Silver broaches were very popular with Iroquois women in the eighteenth century. It’s possible that they saw it as a symbol of tribal identity and its meaning was carried over into the souvenir period.
A beautifully designed bag from the first quarter of the nineteenth century is decorated with a large heart motif (example g). The artist who created this piece used a limited color palette in her design. The pleasing color combinations and the curvilinear bead strings that connect the smaller hearts to the larger one are elegantly balanced within a hexagonal enclosure. The flap (not shown) is decorated with bilaterally symmetrical strawberry leaf motifs. It’s certainly one of the masterpieces of early Haudenosaunee souvenir art.
Another splendid early bag has a large heart as its focus (example f). A pair of inward turning helix curves forms the shape of the heart. The use of the double-curve to suggest a heart may be a Haudenosaunee identity marker as it has been used this way on a number of souvenir bags. Two small sun or star motifs are placed on either side of the heart while two more flank the large sun on the flap. The organic design on the back (not shown) is atypical. It could be an early representation of a floral motif, or perhaps it has a more cosmic or dream-inspired interpretation.

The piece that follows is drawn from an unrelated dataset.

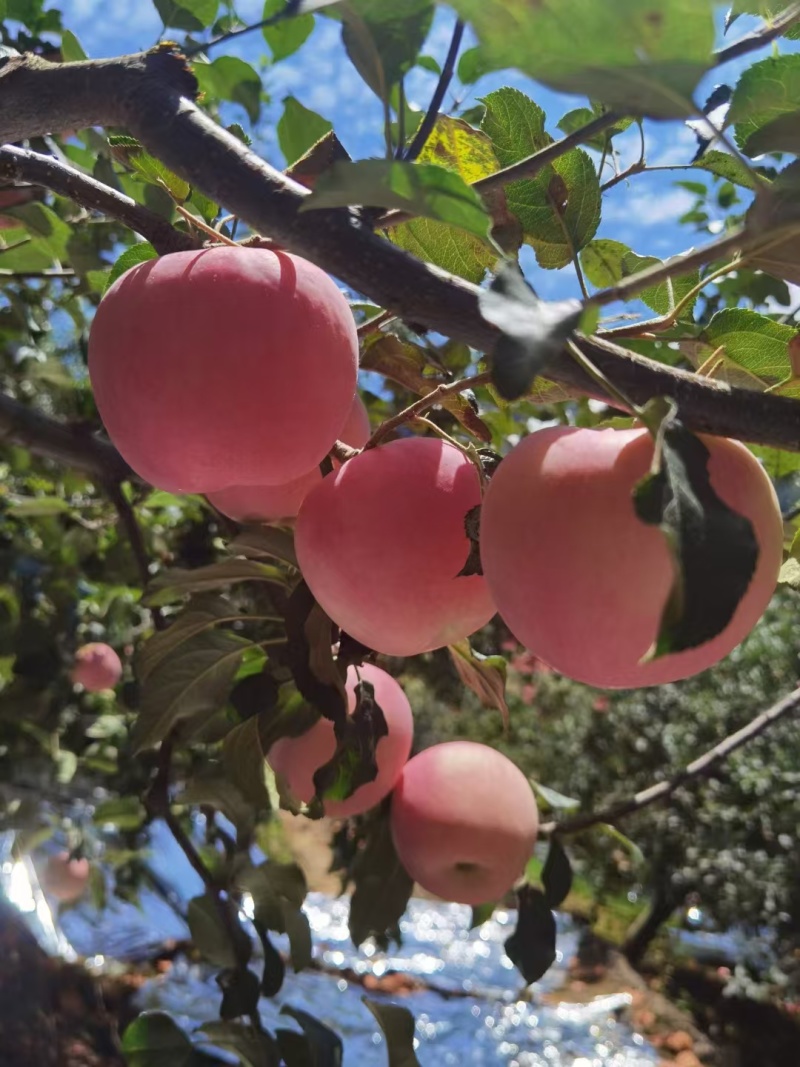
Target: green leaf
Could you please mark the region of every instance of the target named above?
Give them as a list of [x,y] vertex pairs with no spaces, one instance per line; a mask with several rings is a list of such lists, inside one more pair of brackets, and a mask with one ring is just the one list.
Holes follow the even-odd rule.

By the 1840s, the designs on Haudenosaunee bags were often solidly filled with beads. The bag represented at position (i) illustrates an example of this bead fill. The solid band of beads that are strung along the perimeter of example (a) is another 1840s marker.
Fredrickson, N. Jaye and Gibb, Sandra 1980 - The Covenant Chain - Indian Ceremonial and Trade Silver. A catalog to a travelling exhibition of the National Museum of Man. Published by the National Museum of Canada / Ottawa.